As more and more disciples joined the movement, more space was needed. Some Indian business men set up a trust which became the Rajneesh Foundation. They bought a six acre estate at 17 Koregaon Park, Poona, in which the Shree Rajneesh Ashram grew and flourished. From 1974 onward, around six thousand followers of Rajneesh would be living there at any one time. The ashram became so famous that thirty thousand people a year from all over the world came as visitors. Large donations had launched the ashram; charges for rooms and meals, sales of books, fees for admission to discourses, and fees for group and individual therapy generated a regular income of somewhere between $100,000 and $200,000 per month which served to sustain it.

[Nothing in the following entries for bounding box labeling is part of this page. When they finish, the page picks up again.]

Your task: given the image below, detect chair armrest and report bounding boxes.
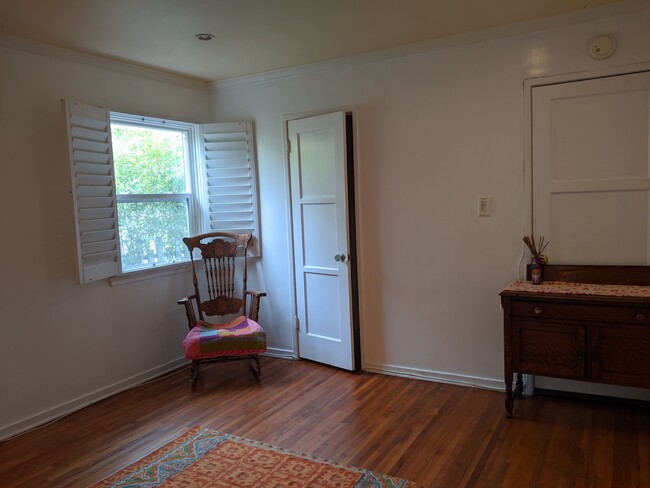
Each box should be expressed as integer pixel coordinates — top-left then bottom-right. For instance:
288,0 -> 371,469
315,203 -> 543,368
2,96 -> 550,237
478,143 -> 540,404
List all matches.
246,290 -> 266,322
177,295 -> 197,330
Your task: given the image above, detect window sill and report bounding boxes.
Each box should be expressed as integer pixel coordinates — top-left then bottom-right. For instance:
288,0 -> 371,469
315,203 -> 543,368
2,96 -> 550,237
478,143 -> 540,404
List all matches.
108,261 -> 191,286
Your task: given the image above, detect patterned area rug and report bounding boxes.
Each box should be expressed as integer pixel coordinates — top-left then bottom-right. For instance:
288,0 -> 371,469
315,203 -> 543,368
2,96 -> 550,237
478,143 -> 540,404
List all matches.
93,427 -> 418,488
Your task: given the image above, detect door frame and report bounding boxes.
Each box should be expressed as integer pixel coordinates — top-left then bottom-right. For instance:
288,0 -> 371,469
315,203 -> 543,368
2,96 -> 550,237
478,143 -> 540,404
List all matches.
517,62 -> 650,396
518,62 -> 650,272
282,107 -> 364,372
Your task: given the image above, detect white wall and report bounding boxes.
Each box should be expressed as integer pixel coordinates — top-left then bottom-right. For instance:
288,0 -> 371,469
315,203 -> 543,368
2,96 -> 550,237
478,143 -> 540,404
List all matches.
213,10 -> 650,388
0,47 -> 209,438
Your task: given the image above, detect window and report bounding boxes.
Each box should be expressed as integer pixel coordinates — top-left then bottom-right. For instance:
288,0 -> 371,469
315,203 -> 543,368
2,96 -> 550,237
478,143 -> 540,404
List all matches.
63,101 -> 260,283
110,113 -> 198,272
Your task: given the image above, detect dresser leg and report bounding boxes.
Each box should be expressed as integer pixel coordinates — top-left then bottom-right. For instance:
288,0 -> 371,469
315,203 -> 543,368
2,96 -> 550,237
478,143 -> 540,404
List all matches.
514,373 -> 524,398
506,383 -> 515,418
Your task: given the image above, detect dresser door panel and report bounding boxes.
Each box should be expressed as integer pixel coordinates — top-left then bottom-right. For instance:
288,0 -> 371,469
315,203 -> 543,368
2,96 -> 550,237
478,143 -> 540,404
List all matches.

The ashram day started with dynamic meditation from 6 a.m. to 7 a.m. This was followed by a spontaneous discourse given by Rajneesh lasting two hours, in English and Hindi alternately. In 1975, encounter groups of various kinds were introduced. So many varieties of group and individual therapies were employed that Frances Fitzgerald described the Poona ashram as ‘a spiritual garage for anyone with a method’;17 while Bernard Levin referred to it as a ‘spiritual supermarket’.18 The group techniques employed became notorious for the expression of uninhibited sex and aggression. In the course of expressing anger, so many fractures occurred that suspicious local hospitals were fobbed off with euphemistic tales that injuries had been caused by falling off ladders or bicycles. The sexual freedom offered in Poona is described by Hugh Milne as ‘quite phenomenal’. The girls wore transparent dresses with no underclothes, since Rajneesh had said that underclothes interfered with the passage of energy. There were groups in which people were forced to watch their beloved having intercourse with someone else, ostensibly to free them from over-attachment to sex. There were groups in which oral sex predominated. One favoured sexual activity was for males to eat ripe mangoes which had been introduced into the women’s vaginas.